Background: Malignant pleural mesothelioma (MPM) is an aggressive cancer related to asbestos exposure. Early diagnosis is challenging due to generic symptoms and a lack of biomarkers. We previously demonstrated that mesothelial precursor cells (MPC) characterized by mesothelin (MSLN)+CD90+CD34+ could be implicated in the development of mesothelioma after asbestos exposure. Here, we aimed to determine the clinical significance of detecting MPC in blood for early-stage diagnosis and prognosis of mesothelioma. Methods: Due to the rarity of MPC in blood, it is challenging to identify this cell population using conventional techniques. Hence, we have developed a microfluidic liquid biopsy platform called MesoFind that utilizes an immunomagnetic, mesothelin capture strategy coupled with immunofluorescence to identify rare populations of cells at high sensitivity and precision.

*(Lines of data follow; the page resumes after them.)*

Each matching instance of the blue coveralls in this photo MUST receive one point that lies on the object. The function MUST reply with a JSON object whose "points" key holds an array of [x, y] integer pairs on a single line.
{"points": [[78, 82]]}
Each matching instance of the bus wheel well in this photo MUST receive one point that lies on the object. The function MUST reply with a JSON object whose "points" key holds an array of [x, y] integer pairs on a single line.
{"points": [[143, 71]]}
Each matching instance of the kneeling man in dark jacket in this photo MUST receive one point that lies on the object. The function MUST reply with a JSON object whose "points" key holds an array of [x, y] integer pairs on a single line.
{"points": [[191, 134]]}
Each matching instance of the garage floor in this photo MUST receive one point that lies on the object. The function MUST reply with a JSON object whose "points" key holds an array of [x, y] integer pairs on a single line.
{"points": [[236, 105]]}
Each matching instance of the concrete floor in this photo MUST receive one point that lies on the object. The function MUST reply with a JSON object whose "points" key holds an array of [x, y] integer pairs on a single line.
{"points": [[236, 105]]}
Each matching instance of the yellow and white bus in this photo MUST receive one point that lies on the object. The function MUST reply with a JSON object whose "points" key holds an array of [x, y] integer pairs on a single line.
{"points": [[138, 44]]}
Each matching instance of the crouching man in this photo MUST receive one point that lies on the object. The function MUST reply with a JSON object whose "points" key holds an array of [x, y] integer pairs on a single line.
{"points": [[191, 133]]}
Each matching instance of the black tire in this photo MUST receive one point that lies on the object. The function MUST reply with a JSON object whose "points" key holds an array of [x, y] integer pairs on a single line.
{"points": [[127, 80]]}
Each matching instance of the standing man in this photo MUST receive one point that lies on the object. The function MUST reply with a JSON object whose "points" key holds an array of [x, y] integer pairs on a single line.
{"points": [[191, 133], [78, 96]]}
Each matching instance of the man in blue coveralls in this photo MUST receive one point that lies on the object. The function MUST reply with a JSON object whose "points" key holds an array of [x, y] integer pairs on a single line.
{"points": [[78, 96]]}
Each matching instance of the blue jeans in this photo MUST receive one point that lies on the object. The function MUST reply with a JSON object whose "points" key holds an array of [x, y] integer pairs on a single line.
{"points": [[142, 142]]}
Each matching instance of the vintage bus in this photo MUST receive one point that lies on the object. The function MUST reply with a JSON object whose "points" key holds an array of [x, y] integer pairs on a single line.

To validate our technique, we compared this approach to flow cytometry for the detection of MPC in murine blood and lavage samples. Upon successful validation of the murine samples, we then proceeded to examine circulating MPC in 23 patients with MPM, 23 asbestos-exposed individuals (ASB), and 10 healthy donors (HD) to evaluate their prognostic and diagnostic value. Finding: MPC were successfully detected in the blood of murine samples using MesoFind but were undetectable with flow cytometry. Circulating MPC were significantly higher in patients with epithelioid MPM compared to HD and ASB. The MPC subpopulation, MSLN+ and CD90+, were upregulated in ASB compared to HD suggesting an early role in pleural damage from asbestos. The MPC subpopulation, MSLN+ and CD34+, in contrast, were detected in advanced MPM and associated with markers of poor prognosis, suggesting a predominant role during cancer progression. Interpretation: The identification of circulating MPC presents an attractive solution for screening and early diagnosis of epithelioid mesothelioma. The presence of different subtypes of MPC have a prognostic value that could be of assistance with clinical decisions in patients with MPM. Funding: Princess Margaret Hospital Foundation Mesothelioma Research Fund, Toronto General & Western Hospital Foundation.